The Blaffer Foundation Center is the first building in North America to use DLT panels, according to StructureCraft, which, not coincidentally, is the continent's first DLT producer. “The panels for the MFAH were the first panels off of their DLT line,” Beach says.
In addition to the custom whitewash finish that Lake|Flato developed with StructureCraft, which engineered the wood structure and connections, the DLT roof deck features kerf cuts spaced 1.5 inches on center, creating the appearance of individual wood slats; it's one of several standard profiles that StructureCraft offers. “We wanted the rhythm of the gap,” Lake says. “It’s a crisper delineation, like an individual board.
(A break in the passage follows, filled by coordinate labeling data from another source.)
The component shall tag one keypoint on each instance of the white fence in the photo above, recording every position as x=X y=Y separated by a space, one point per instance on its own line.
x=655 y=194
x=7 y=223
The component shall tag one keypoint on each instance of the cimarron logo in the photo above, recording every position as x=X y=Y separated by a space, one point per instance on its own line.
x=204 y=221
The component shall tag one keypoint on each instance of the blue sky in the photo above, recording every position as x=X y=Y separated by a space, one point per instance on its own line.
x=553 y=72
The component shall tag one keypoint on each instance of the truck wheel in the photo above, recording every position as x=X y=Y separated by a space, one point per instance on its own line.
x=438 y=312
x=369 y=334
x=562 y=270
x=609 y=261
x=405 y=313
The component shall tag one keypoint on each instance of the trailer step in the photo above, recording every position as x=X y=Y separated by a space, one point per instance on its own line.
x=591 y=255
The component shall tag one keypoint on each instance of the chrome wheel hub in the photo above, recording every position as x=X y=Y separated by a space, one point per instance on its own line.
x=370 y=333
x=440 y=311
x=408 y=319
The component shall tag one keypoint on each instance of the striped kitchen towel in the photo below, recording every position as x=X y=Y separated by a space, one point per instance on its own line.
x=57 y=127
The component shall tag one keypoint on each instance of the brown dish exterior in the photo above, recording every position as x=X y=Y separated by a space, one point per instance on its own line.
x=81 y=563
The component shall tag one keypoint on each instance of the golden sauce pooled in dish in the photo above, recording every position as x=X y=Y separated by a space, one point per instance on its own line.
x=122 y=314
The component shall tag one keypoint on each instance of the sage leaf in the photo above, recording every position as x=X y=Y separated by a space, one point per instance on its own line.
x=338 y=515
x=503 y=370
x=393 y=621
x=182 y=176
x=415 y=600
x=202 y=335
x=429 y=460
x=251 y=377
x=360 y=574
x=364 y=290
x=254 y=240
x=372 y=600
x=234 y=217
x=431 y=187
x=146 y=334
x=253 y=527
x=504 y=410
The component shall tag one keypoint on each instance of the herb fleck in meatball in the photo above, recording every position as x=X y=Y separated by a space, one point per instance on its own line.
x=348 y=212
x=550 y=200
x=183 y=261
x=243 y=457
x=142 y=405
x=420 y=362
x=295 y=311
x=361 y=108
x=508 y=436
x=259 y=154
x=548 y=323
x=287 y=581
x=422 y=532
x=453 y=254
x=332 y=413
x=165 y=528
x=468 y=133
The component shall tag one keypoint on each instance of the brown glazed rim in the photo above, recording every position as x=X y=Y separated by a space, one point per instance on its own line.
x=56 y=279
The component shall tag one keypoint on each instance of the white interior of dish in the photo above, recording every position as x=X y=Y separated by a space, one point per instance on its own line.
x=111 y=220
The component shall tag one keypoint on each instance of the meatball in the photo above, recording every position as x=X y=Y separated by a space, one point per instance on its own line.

And since we were whitewashing it, we thought it would add a little bit of texture and shadow to the ceiling.”
Houston-based Kendall/Heaton Associates served as the project’s architect-of-record.
To keep the studio aesthetic clean, most structural connections are hidden. The DLT panels are sized to align longitudinal seams with the centerline of their glulam support beams, while transverse joints are strategically considered within the roof geometry; one seam appears at the ridgeline, for example. The column–beam connections utilize an approximately 1.5-foot-long, 0.1875-inch-thick steel knife plate, attached with dozen 7-millimeter-diameter self-tapping screws.

In general, Beach says, construction went as quickly as planned, with all four bays framed within a week and a half. Extra hands on-site helped: The general contractor, Houston-based W.S. Bellows Construction Corp., lent its crew to StructureCraft, which handled the timber portion, because it wanted to learn how mass timber components were assembled—a wise decision since the mass timber market appears to be increasing.
Lake|Flato, for one, has several mass timber projects in the works right now, including a hotel and a seven-story spec office building. “We’re into it,” Lake says. “It’s a great material, and it’s getting more and more cost-effective, especially in the Northwest.”
It’s great, he continues, “to see new materials, especially materials that have a small carbon footprint and low embodied energy, being utilized in lieu of concrete and steel.” With mass timber, he says, “We’re in a renaissance.”